The threat of rising sea levels

The raging Atlantic Ocean on the West Coast of Demerara on Holi Day definitely added an extra frisson to the usual dousing of cold water that is obligatory when celebrating that festival. But the spectacle should also remind us Guyanese of the threat posed by rising sea levels to our coastlands. The coastland was five feet under normal sea levels a century ago, and the ocean has since risen by another eight inches.
Whether we are science sceptics or not about exactly what is driving the process of “global warming”, there can be no doubt about the fact that temperatures over the last century have risen at least one degree Fahrenheit, and this has literally fuelled the process that leads to rising sea levels. Firstly, it is basic science that warm water expands, and secondly, that the continents of ice in the Arctic and Antarctic have been melting exponentially and dumping their waters into the oceans.

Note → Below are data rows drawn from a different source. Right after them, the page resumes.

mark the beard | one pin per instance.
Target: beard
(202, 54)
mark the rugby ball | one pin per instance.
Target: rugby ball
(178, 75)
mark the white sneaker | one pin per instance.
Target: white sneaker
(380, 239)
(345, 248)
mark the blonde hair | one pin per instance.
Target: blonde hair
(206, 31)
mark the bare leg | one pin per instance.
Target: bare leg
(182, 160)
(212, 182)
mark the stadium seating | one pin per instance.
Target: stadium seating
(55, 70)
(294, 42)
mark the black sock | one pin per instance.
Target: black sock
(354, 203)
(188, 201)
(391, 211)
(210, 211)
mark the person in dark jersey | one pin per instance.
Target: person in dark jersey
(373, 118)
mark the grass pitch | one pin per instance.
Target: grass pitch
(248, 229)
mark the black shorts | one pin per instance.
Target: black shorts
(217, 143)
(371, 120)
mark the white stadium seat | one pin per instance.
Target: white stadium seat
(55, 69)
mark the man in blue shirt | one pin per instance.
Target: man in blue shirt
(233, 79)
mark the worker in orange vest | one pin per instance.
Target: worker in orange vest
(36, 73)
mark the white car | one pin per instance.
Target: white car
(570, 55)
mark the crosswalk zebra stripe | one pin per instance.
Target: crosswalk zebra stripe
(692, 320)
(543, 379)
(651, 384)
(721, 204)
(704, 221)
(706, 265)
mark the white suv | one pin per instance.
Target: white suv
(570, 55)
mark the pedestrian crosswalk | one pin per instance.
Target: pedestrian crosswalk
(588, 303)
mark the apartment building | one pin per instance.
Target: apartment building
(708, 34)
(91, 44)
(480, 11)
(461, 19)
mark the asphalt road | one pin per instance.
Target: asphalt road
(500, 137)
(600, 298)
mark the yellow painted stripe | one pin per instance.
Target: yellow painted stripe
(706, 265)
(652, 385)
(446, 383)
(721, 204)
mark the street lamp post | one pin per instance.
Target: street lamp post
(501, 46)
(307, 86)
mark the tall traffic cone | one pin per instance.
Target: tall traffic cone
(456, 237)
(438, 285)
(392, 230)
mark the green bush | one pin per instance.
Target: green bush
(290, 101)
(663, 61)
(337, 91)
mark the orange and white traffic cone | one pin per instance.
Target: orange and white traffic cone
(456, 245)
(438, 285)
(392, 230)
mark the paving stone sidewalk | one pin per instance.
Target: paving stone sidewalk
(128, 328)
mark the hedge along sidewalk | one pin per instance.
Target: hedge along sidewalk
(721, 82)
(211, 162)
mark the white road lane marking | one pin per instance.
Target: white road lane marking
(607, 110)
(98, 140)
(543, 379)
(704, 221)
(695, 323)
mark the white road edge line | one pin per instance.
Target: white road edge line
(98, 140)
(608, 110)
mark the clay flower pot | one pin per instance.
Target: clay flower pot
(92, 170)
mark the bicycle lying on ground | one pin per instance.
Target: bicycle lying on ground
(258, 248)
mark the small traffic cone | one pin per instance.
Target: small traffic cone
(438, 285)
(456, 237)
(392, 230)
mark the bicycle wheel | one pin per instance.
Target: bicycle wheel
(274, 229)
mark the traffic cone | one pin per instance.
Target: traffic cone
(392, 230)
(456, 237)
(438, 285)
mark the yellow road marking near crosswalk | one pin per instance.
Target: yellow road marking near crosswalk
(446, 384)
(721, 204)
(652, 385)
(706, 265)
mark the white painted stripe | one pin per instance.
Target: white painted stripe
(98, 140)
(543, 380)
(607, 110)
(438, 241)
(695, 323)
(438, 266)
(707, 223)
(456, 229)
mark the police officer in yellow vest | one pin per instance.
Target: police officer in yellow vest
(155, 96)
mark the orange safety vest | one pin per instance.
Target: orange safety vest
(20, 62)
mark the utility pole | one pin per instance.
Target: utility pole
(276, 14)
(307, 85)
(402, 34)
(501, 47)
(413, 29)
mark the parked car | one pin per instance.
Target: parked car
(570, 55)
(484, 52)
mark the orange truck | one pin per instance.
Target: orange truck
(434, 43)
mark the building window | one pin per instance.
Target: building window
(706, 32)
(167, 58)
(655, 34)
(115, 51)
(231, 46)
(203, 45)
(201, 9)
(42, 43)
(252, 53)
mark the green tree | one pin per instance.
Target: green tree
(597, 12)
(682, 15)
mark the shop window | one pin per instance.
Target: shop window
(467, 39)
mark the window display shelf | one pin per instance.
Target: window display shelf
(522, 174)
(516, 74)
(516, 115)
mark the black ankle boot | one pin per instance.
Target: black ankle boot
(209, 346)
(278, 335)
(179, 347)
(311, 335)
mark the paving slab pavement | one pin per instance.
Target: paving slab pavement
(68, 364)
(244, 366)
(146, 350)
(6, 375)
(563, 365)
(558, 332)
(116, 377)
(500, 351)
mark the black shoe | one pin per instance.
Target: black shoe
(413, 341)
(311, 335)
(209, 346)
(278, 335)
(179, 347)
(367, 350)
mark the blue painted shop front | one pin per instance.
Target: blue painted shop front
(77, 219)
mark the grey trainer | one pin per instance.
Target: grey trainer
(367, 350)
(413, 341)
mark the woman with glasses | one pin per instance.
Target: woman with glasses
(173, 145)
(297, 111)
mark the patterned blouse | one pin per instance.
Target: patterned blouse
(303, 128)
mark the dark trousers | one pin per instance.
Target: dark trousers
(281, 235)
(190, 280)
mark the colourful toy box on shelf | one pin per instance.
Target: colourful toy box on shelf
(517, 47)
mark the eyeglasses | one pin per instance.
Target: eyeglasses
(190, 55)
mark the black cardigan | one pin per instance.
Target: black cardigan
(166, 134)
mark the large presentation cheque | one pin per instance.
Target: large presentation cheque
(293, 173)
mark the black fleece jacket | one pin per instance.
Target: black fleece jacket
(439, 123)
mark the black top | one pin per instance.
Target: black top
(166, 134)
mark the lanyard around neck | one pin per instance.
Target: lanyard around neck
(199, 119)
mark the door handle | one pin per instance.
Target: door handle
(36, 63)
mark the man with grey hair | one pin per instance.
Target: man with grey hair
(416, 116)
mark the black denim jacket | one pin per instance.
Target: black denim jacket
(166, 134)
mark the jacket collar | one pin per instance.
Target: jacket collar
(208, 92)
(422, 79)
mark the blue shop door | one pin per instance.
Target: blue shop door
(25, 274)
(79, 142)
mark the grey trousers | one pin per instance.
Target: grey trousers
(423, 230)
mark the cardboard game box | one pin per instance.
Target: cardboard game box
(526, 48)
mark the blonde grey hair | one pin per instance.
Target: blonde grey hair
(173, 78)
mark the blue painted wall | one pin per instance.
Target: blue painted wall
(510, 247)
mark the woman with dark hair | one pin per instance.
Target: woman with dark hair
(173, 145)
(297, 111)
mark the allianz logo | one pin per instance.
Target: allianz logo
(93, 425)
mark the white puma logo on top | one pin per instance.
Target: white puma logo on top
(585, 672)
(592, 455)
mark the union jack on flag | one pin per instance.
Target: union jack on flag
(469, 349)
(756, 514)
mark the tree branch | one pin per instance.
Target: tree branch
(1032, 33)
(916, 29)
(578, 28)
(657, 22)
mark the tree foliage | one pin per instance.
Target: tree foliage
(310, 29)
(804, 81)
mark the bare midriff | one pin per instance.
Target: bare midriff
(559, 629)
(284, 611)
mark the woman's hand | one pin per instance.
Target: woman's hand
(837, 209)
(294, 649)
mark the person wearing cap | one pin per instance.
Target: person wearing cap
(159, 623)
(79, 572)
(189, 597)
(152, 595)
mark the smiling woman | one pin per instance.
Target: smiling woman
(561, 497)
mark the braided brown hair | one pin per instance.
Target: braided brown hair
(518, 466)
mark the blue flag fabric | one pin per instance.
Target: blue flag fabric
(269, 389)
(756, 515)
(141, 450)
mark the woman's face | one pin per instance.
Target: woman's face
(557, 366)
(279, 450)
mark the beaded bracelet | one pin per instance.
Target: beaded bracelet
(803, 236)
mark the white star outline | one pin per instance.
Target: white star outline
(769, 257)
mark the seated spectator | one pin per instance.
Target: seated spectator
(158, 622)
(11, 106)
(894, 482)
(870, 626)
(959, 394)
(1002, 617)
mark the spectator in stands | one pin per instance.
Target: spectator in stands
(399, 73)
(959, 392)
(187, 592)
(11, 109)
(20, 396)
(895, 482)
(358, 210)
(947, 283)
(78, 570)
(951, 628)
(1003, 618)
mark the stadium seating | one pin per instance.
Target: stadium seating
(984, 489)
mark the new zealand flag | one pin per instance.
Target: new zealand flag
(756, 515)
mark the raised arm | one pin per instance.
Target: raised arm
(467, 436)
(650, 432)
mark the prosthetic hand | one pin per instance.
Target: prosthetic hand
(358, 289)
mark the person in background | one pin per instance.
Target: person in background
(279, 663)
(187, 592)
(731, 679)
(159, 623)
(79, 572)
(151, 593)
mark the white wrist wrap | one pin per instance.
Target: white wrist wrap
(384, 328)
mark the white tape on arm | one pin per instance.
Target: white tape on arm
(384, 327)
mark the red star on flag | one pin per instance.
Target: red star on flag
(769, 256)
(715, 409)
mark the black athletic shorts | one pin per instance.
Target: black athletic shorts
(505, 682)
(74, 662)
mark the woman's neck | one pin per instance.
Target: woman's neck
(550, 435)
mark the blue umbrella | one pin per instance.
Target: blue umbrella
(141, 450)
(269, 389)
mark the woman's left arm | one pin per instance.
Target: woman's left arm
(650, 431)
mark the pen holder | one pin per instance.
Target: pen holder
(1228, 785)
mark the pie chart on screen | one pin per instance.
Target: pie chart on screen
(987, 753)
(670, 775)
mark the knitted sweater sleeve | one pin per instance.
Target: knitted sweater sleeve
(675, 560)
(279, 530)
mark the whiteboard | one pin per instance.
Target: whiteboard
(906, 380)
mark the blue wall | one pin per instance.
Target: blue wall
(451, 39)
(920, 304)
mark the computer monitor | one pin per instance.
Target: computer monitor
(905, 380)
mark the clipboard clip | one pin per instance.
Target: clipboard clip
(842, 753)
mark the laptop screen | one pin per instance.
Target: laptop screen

If the “carbon sceptics” – those who believe it is not rising levels of carbon-dioxide in the atmosphere that are the cause of global warming – are correct, then the situation is even more dire. Rising seas, then, may be due to long- term geological and climatic changes that once saw the ice caps completely melted and seas being SIXTY FEET over present levels. The question, then, is not whether the seas will rise, but how quickly they will do so; and more pertinently for us, what will we do about it. Last June, the UN held its first Ocean Conference, when countries under extreme threat — mostly low-lying islands – made poignant pleas to the world community for help against inundation and extinction. However, with an adamant US administration under Donald Trump charting an increasingly isolationist course, leadership is lacking to lead such a charge.
In a sense, we in Guyana defied nature and her processes when the Dutch moved their sugar plantations from up river to the coastland, which was then swampland. As we all should know by now, African slaves were coerced to move millions of tons of earth in digging hundreds of miles of canals and building hundreds of miles of sea and back dams. This created the habitable environment that was five feet under the sea at high tide. At this time, more than eighty percent of our population and about the same percentage of our economic activities are on this sliver of land that stretches from Essequibo to Berbice.
Looking at the cup half full, it may be rather fortuitous that we have finally acquired the wherewithal — with the expected oil revenues starting in 2020 — to exercise the option that was long suggested to avoid a catastrophe from rising seas: move our capital, where more than a quarter of our population lives, to higher ground. This, in turn, would have a demonstrator effect on all other endeavours away from the coastland.
The PNC regime, during its first term of office, had proposed the move be made to the northeast, while others have suggested the Rupununi.
The latter option becomes more feasible after the construction of the Lethem-Georgetown-Berbice Highway to the deep-water harbour off the mouth of the Berbice River — which is on the cards. The Government has also already committed itself towards establishing a Sovereign Wealth Fund (SWF), just as the PPP had done during the last elections, when oil was struck. This unanimity must now be tied to a long term development plan that is based on creating the infrastructure for a green economy that incorporates a gradual shift of our economic epicenter away from the threatened coastland.
While the PNC-led Government has emphasised the need for a green economy, it needs to map out a strategy along the lines of the Low Carbon Development Strategy (LCDS) adumbrated by the PPP. The rampaging Atlantic should serve as a wake-up call to them to not just wait for our inundation, but work with the Opposition to avert same.